Les collectivités prennent peu à peu conscience de la richesse de leur patrimoine de données. 
« Les délégataires de services publics doivent désormais publier leurs données en open data, rappelle Christelle Papillon Viollet, Directrice des Solutions pour l’Efficacité territoriale à La Poste. L’époque où les acteurs privés les conservaient pour les exploiter de façon lucrative est révolue. » Elles représentent une ressource précieuse permettant aux collectivités « de partager un diagnostic objectivé avec les habitants ou pour corriger rapidement le tir dans une politique publique », détaille la directrice. C’est dans le dialogue avec les citoyens qu’elles sont jugées le plus utiles : pour informer les administrés en temps réel d’accidents de circulation, du niveau de qualité de l’air ou de présence de pollens ; ou, de façon prospective, pour adapter la carte scolaire ou certaines infrastructures à l’évolution prévisible des flux de population. Mais les collectivités sont également conscientes de la nécessité de protéger ces données. « Nantes Métropole mène une politique volontariste en matière d’open data depuis plus de 10 ans, affirme Claire Sacheaud, administratrice générale de la donnée de Nantes Métropole. Mais nous avons aussi élaboré la première “Charte de la donnée” française, pour encadrer ses usages sur le territoire. » 

Les citoyens sont friands des nouveaux services tels que menus des cantines, problèmes de voirie, horaires des transports publics en temps réel, etc., regroupés notamment dans la très populaire application « Nantes dans ma poche ». « En revanche, reconnaît Christelle Papillon Viollet, ils utilisent encore peu l’accès à leurs propres données », qui leur permettrait par exemple de connaître le bilan de leurs paiements au centre de loisirs, de calculer leur consommation énergétique ou leur production d’ordures ménagères.
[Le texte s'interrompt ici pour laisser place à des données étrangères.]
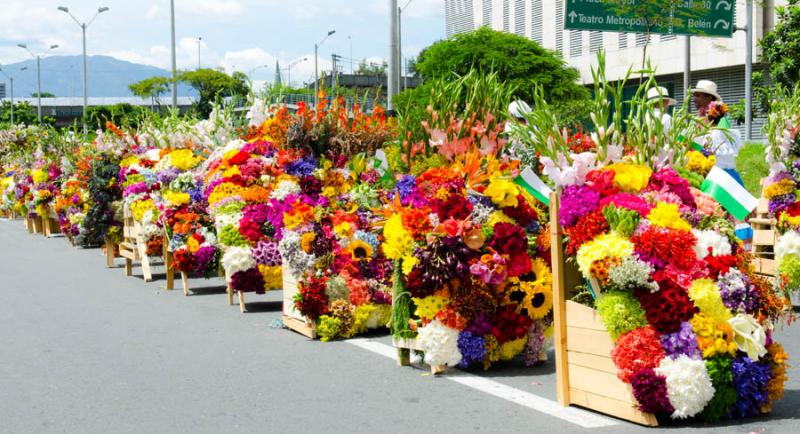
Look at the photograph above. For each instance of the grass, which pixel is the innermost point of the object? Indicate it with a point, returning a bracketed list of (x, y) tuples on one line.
[(752, 166)]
Élargir l’accès aux données pour accroître le pouvoir citoyen d’agir

L’accès aux données améliore aussi le pouvoir d’agir des citoyens, notamment dans le cadre des concertations organisées par de nombreuses métropoles pour co-construire avec eux la ville où ils désirent vivre. Par exemple, à Nantes, le dialogue citoyen « Fabrique de nos villes – Ensemble, inventons la ville de demain » ; ou, à Marseille, l’Assemblée citoyenne du futur, inspirée de la Convention citoyenne pour le climat. « Des données factuelles permettent aux citoyens d’être mieux armés pour débattre », constate Sébastien Guimard, directeur de la direction Dialogue citoyen à Nantes, évoquant la centaine de pages exposant les dynamiques de production de logements, d’espaces verts ou de disparition d’espèces publiées en amont de la concertation. « Ainsi objectivé, le débat gagne en qualité, et prête moins le flanc à la critique. » 

À Marseille, « l’accès aux données est un prérequis à la formation des citoyens tirés au sort pour participer à l’Assemblée du futur », confirme Sébastien Barles, adjoint à la transition écologique. Pour garantir l’inclusivité de ces concertations, les collectivités misent sur la complémentarité entre numérique et méthodes plus traditionnelles. À Marseille, le numérique permet de regrouper quelque 200 structures autour des métiers de la transition, mais l’Assemblée citoyenne du futur rassemble en présentiel des citoyens d’ailleurs rémunérés pour cela. À Nantes, « le présentiel est privilégié, mais les citoyens peuvent aussi contribuer au débat à distance », témoigne Sébastien Guimard. Certains publics, accompagnés à l’usage des outils en mairie, s’expriment plus librement derrière un écran qu’ils ne le feraient en public. « Dans un souci de représentativité, la donnée doit pouvoir être collectée de plusieurs façons, en ligne, mais aussi, par exemple, par l’intermédiaire d’un facteur ou en bureau de Poste », confirme Christelle Papillon Viollet. C’est ce que propose depuis cette année La Poste avec Concertation Citoyenne, une solution de concertation inédite qui se déploie via une plateforme accessible en ligne, ainsi que dans les bureaux de Poste.